James Cameron: Das ist wirklich ein Problem. Denn wir haben weder bei The Way of Water noch Fire and Ash generative KI verwendet. Wenn ich einen Film drehe, will ich auf keinen Fall, dass die Leute denken, das hätte einfach eine künstliche Intelligenz gemacht. Ich will mit meinen Filmen genau das Gegenteil bewirken. Die sollen phantasmagorisch sein – wie ein Traum, etwas unheimlich Lebendiges und Reales. Tief im Inneren wissen wir, dass diese Welten eigentlich nicht existieren, und trotzdem taucht man komplett ein und kann sich den Bildern nicht entziehen.

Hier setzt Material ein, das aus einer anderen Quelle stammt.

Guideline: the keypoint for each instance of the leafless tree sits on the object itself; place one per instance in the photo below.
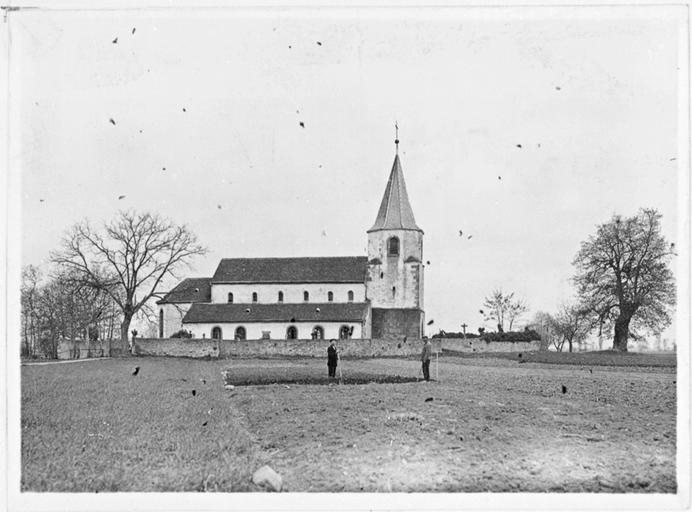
(543, 323)
(503, 307)
(30, 315)
(128, 258)
(623, 276)
(570, 325)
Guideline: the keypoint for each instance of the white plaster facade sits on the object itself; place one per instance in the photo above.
(277, 330)
(293, 293)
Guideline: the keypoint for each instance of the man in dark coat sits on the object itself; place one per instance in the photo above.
(332, 358)
(425, 356)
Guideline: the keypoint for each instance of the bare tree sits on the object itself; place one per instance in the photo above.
(128, 258)
(503, 307)
(30, 314)
(543, 324)
(623, 276)
(570, 325)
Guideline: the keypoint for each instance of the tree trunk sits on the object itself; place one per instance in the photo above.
(124, 331)
(622, 330)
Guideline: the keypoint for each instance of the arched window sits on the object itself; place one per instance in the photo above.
(393, 246)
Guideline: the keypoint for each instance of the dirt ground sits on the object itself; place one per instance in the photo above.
(492, 425)
(486, 425)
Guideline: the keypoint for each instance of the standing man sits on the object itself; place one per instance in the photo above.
(425, 358)
(332, 358)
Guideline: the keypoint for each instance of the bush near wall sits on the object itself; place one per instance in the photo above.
(527, 335)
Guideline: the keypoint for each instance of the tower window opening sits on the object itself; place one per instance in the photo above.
(345, 332)
(393, 246)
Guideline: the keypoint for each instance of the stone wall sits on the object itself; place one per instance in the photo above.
(396, 323)
(201, 348)
(479, 345)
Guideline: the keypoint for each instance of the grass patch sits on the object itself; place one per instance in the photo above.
(487, 425)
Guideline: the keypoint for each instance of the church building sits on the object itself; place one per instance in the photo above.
(375, 296)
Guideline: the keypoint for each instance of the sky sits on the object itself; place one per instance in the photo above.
(523, 127)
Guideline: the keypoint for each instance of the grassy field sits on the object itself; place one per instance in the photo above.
(493, 424)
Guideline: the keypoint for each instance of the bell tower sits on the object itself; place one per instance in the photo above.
(395, 263)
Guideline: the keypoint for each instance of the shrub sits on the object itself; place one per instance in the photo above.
(459, 335)
(526, 335)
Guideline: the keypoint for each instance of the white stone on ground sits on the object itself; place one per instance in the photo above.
(267, 476)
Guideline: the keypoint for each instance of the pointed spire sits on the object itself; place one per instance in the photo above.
(395, 210)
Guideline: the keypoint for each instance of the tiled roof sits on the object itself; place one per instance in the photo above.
(345, 269)
(395, 210)
(304, 312)
(194, 289)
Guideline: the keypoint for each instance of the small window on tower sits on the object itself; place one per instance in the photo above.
(393, 246)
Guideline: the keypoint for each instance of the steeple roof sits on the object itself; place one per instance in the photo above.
(395, 211)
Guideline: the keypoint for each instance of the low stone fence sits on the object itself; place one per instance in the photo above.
(201, 348)
(480, 345)
(209, 348)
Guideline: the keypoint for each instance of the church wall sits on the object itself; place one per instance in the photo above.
(396, 323)
(173, 317)
(201, 348)
(393, 272)
(293, 293)
(277, 329)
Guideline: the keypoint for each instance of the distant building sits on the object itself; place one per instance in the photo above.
(375, 296)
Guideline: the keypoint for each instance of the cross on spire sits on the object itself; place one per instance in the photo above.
(396, 140)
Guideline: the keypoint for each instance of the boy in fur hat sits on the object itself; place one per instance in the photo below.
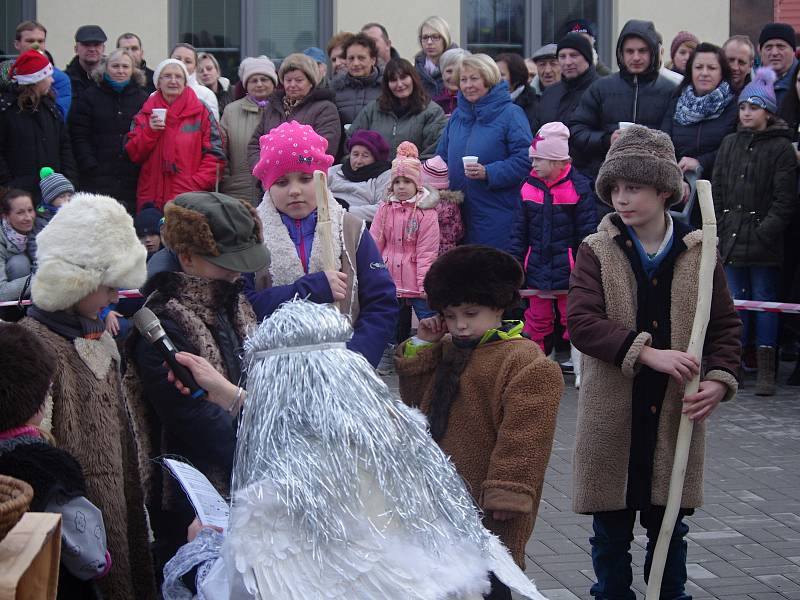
(290, 154)
(631, 306)
(27, 368)
(490, 395)
(87, 252)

KI brauche ich dafür nicht. Wir haben unseren eigenen Prozess, um diese Welten und Figuren zu erschaffen – ein Prozess, den ich seit über 30 Jahren entwickle. Das hat in den frühen 90ern angefangen, genau genommen schon in den späten 80ern mit The Abyss. Da gab es diese CG-Gesichtsanimation mit dem Wasser. Eine Wassermanifestation, die wir "Pseudopod" nannten. Das war der erste Schritt Richtung Avatar, ehe der flüssige Metallmann in Terminator 2 folgte. Ich habe sehr früh von digitalen Möglichkeiten bei meinen Filmen Gebrauch gemacht und sie immer weiter entwickelt.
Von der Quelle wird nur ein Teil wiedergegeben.